Twisted Metal Hands-On
Twisted Metal sure has come a long way since it debuted on the PlayStation back in 1995. Part of that credit goes to the diabolically outrageous – yet thoroughly enjoyable – sequel on PlayStation 2, Twisted Metal Black. It’s here that producer David Jaffe and his team took off the seat belts and went on a truly demented ride. It’s been a while since we’ve been on that kind of road trip, but it returns in full force next month when Twisted Metal makes its debut on the PlayStation 3. We recently went hands-on with a near finished build of the game, taking online multiplayer to its limits with members of the development team at the Consumer Electronics Show.
First off, if you loved that well-meshed control style of precision driving and reckless combat from previous games (namely Black), then you’ll love how Twisted Metal handles. Most of those same control traits have made their return here, from being able to power brake and get the jump on your enemies, to letting loose with a flurry of lock-on missiles and turning your foes into smoldering wrecks within a matter of seconds. But it’s not just repeated formula here. Jaffe and his team have added some new tricks, mainly through power-ups and team play.
Power-ups enable you to soup up your vehicle to super strength, gaining the upper hand on your enemies for a few seconds and getting back into battle as a result. We’ll take Sweet Tooth, for instance. Normally a psychotic in an ice cream truck, he can activate his special ability and transform his vehicle into a large mech unit, romping and stomping and kicking vehicles to the curb.
As for calling upon teammates, secondary gunners lean out of your vehicle and provide extra firepower when it’s needed the most, and they lock on to vehicles particularly well, as long as they’re within your firing range. You can also attack from the air for the first time in the series, using helicopters of all sorts to pick up cars and temporarily disable them, or take them off the battlefield while others gain the upper hand. Though we didn’t get to fly that often, this is a new factor of the game that you’re bound to love.
And, of course, there’s the wanton destruction, something that Jaffe and his team have damn near perfected this time around. Not only do you get to plow through enemies with your weapons, but items in the environment can also be totaled. If a house stands in your way, you can drive right through it, provided you’re going fast enough and have some sufficient strength to soften the blow. We never had so much fun plowing through a grocery store like we did here – mainly because we didn’t feel like having a jail sentence. Go figure. Running over furries definitely has its moments as well. Damn freaks.

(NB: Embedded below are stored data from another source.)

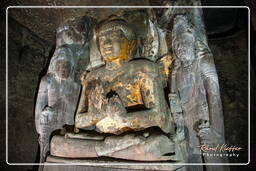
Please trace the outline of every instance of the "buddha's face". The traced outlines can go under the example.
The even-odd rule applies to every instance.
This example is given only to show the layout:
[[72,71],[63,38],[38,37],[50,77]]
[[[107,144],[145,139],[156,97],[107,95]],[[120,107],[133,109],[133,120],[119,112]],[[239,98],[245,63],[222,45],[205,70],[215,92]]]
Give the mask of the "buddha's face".
[[56,73],[60,79],[67,79],[70,75],[71,64],[66,60],[59,60],[56,62]]
[[114,61],[120,58],[120,53],[124,41],[127,39],[121,31],[108,32],[99,36],[99,49],[106,62]]

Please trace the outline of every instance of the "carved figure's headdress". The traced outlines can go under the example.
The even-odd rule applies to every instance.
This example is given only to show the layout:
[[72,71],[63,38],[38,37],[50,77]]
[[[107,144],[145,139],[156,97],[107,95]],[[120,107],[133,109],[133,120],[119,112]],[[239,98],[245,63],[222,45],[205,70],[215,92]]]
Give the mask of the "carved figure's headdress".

Best of all, Twisted Metal is built primarily for multiplayer enjoyment. You can still play solo through the game’s story mode, but the real joy comes from logging in to PlayStation Network and making others cringe when you hit the arena. Up to 16 folks can take part in an event, and only once did we run into any sort of lag, mainly because an overseas player managed to use one of the bigger trucks in the game. That’s not to say the retail version will experience the same problem – Eat.Sleep.Play will have all the bugs ironed out well in time for the game’s release on Valentine’s Day.
Honestly, multiplayer works fundamentally well here, even better than it did in the online disc that was released for PS2 years ago. It’s built into the main game, and taking on opponents and lining up in the lobby is a damn near trouble-free experience. The car combat is well balanced too, and there’s plenty of room to run, so if you’re new and just getting your tires wet, you’ll have no problem adapting. With over 15 drivers to choose from, each with customizable tools and weapon loadouts, your options are just about limitless.

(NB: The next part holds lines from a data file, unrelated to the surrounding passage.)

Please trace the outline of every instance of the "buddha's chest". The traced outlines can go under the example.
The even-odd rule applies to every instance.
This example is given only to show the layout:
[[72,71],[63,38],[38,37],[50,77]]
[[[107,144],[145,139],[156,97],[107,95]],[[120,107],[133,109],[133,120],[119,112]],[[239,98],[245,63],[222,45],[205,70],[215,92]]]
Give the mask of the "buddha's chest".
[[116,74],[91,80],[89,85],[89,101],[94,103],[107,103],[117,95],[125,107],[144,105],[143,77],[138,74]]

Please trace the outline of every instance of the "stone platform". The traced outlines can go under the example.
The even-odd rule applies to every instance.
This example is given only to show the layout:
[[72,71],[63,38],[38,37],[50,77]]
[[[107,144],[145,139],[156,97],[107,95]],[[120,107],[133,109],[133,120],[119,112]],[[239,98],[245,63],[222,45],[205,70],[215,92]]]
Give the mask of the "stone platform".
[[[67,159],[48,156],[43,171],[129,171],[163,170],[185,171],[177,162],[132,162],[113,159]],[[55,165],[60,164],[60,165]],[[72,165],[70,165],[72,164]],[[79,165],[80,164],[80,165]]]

Twisted Metal also has some fantastic visuals. You would think for such a prolonged series that it would begin showing age, but that's not the case. The maps are excellent, whether you’re killing people mid-day or taking out a whole neighborhood block at dusk. The frame rate is pretty damn smooth too, even when you’re playing online (save for that one session, but again, no fault to the developers). And the explosions? Meaty and satisfying – especially if you’re doing the damage.
Kudos to Sony for showing us a good time with Twisted Metal, but the fun is just beginning. The game is set to do some major damage next month on the PS3 (complete with a downloadable version of Twisted Metal Black in tow, if you get the Limited Edition), so stay with us with a blow-by-blow account of the final game, complete with score. It’s just about time to do some damage. Even if you don’t have the transforming ice cream truck.